映画『アーニャは、きっと来る』、美しい南仏を舞台にした静かなる反戦映画です。牧童の主人公の活躍が画面に躍動感をくれます。牧羊を営む村人の生活が丹念に織り込まれており、あまりにも忙しくなりすぎた現代人にとっては、ふと考えさせられる作品です。
あまりにも美しい南仏の自然
そこに戦争というキーワードがなければ、何と平和で美しい映像だろうと、画面に酔いしれてしまいます。
舞台は、スペインと国境を接した南仏の村。
ユダヤ人の子供達をかくまって、スペインに逃がそうとする村人とそこで活躍する少年の物語です。
村に駐留するドイツ軍、彼らがいなければ戦争とは無縁の様なのどかな村。
駐留するドイツ軍すら、決して高圧的ではなく、村人ともある距離は保ちながらも何となく上手くやっている様子です。
村人にしてみれば、協力している振りだけで、心の中ではあくまでも敵国なんですが。
そんな、戦下ではあるんですが、何処かノンビリした村の生活とのギャップがなおさら浮き立ちます。
静かなる反戦映画と言ったところでしょうか。
ただ、南仏が舞台の作品なのに、セリフが英語なのが違和感があるのですが。
あまりにも忙しくなりすぎた現代人
映画の主題とは、関係ないのですが、ふとそんな事が頭をよぎる作品です。
牧羊で成り立つ村。
それも1940年代半ばのお話ですから、現代と比べるのは酷かとも思えるのですが。
実に、ノンビリした村人の生活です。
ノンビリ見えるだけで、仕事はきついのでしょうが。
現実は、貧しい村かもしれないですし、子供が労働力としてあつかわれるのは、現代ではあまり考えられないのですし。

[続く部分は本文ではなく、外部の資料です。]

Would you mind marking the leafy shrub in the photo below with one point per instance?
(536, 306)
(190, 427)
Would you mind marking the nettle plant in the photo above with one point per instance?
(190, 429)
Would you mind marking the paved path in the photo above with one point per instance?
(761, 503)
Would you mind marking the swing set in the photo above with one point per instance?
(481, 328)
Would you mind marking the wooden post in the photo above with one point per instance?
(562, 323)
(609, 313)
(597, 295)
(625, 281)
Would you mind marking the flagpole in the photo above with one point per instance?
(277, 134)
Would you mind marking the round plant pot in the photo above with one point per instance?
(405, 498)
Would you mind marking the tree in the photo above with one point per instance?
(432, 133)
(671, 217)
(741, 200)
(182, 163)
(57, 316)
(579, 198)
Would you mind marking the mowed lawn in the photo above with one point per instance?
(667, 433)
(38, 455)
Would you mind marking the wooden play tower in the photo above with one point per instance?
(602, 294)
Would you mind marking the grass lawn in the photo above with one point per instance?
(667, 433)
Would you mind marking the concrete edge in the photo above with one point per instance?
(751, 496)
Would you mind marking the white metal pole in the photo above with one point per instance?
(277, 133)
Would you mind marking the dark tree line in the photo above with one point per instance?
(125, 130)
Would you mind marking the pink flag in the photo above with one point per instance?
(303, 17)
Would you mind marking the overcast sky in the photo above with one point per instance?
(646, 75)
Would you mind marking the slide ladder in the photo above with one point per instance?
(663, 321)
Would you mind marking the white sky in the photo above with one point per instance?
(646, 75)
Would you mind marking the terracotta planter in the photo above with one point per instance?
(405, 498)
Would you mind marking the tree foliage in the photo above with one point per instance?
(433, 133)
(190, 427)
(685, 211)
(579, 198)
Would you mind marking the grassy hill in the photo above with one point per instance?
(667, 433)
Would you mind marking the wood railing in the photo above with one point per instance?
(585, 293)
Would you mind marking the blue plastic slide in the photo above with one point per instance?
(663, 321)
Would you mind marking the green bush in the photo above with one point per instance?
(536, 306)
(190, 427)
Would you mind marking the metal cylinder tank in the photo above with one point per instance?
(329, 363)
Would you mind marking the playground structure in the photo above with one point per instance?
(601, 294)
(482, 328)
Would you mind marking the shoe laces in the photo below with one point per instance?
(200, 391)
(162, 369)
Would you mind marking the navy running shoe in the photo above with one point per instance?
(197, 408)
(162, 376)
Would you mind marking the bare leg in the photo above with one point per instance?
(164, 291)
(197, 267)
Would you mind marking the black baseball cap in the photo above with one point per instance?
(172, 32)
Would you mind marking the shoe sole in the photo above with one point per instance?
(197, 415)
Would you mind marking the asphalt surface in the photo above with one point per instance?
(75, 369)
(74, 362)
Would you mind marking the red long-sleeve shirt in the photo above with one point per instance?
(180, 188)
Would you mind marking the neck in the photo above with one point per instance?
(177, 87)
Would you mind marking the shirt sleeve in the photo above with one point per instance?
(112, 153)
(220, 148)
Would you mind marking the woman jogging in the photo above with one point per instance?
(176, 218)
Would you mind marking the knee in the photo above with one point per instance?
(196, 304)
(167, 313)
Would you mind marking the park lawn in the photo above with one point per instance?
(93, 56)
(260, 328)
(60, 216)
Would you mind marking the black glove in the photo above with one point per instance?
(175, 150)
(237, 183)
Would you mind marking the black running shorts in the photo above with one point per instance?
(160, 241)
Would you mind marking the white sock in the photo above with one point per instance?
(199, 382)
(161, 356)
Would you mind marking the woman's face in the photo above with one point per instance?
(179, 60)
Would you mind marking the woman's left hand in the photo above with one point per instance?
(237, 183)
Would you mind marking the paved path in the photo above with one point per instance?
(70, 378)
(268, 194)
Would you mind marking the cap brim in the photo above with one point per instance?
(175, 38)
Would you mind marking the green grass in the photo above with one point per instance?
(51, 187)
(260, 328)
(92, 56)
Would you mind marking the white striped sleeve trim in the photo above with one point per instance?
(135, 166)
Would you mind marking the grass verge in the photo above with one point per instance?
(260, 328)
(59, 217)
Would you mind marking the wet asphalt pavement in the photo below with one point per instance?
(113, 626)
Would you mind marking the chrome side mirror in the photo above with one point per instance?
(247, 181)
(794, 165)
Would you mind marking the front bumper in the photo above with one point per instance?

しかし、豊かな自然に囲まれて、本来人間が生きて行く速度に適した生活リズム。
そんな事を画面から感じ取ってしまいます。
だからといって、便利さを捨てて映画の時代のような生活リズムに戻れるわけもないのですが。
便利になればなるほど、更にもっとと言う悪循環に陥ってることも確かで。
自戒も含めて、この辺りで立ち止まって。
現在のあり様を振り返ってみるのもよいのでは。
ただそうすると、一人だけ社会から取り残されてしまうのでしょうか。